To: Andi Kleen <ak@xxxxxxx>
Subject: Re: TAKE - make xfs's in memory extents host byte ordered
From: Stephen Lord <lord@xxxxxxx>
Date: 10 Oct 2002 19:31:34 -0500
Cc: linux-xfs@xxxxxxxxxxx
In-reply-to: <20021010213259.A23019@xxxxxxxxxxxxx>
References: <200210101909.g9AJ9pd12773@xxxxxxxxxxxxxxxxxxxx> <20021010213259.A23019@xxxxxxxxxxxxx>
Sender: linux-xfs-bounce@xxxxxxxxxxx
On Thu, 2002-10-10 at 14:32, Andi Kleen wrote:
> On Thu, Oct 10, 2002 at 02:09:51PM -0500, Steve Lord wrote:
> > Switch xfs from using a big endian internal representation for
> > the in memory copy of extents to a host byte order representation.

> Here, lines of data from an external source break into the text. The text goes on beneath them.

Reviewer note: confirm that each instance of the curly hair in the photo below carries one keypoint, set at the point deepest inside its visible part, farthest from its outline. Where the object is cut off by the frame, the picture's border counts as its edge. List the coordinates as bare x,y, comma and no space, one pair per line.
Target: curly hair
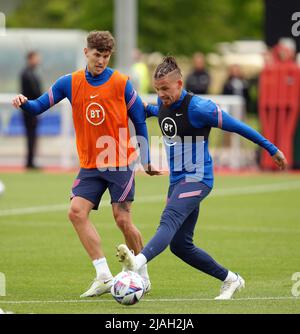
102,41
168,65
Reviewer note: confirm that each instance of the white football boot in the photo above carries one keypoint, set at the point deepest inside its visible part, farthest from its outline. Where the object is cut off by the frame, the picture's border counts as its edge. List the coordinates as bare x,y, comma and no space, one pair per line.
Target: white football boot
147,285
98,288
127,258
229,287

> > The internal extents are read in once, then modified seperately
> > from the on disk ones. Since we search and manipulate the extents
> > multiple times, it is cheaper to convert them to host byte order
> > once and then keep them in that format. Worth about 5 to 10%
> > reduction in cpu time for some loads. Complicated by the fact
> > that the in memory extents are written out to the log sometimes,
> > and when expanding extents are used to write out the initial
> > block of extents.
> 
> 
> That is quite surprising. BSWAP (= htonl) is a single cycle on Athlon.
> On Intel it's likely similar.
> 
> When you do it for 64bit it's a bit more expensive, but not much when you
> use BSWAP and shift. Are you sure it's just not bogus code generated by the 
> compiler ? Perhaps some problem with the way your 64bit conversion works
> (does it use BSWAP for the 64bit conversion too?)
> 
> BSWAP should be only used when you compile the kernel for 586+
> So i386 compiled generic kernels will be slower too.
> 

I should be compiling a 586 kernel (P-III right?), possibly there is
something going on in the endian swapping code which is inefficient.
we do call down to the kernel primitives that networking uses. The
preprocessor output looks horrible, it should all compile down to
nothing, but perhaps it is not always. Hmm, need to find someone
to take a closer look at this perhaps.

One definite number I do have (for a dual 450MHz platform) is cutting
cpu time to remove a complete kernel tree from ~3.7 to ~3.5 seconds.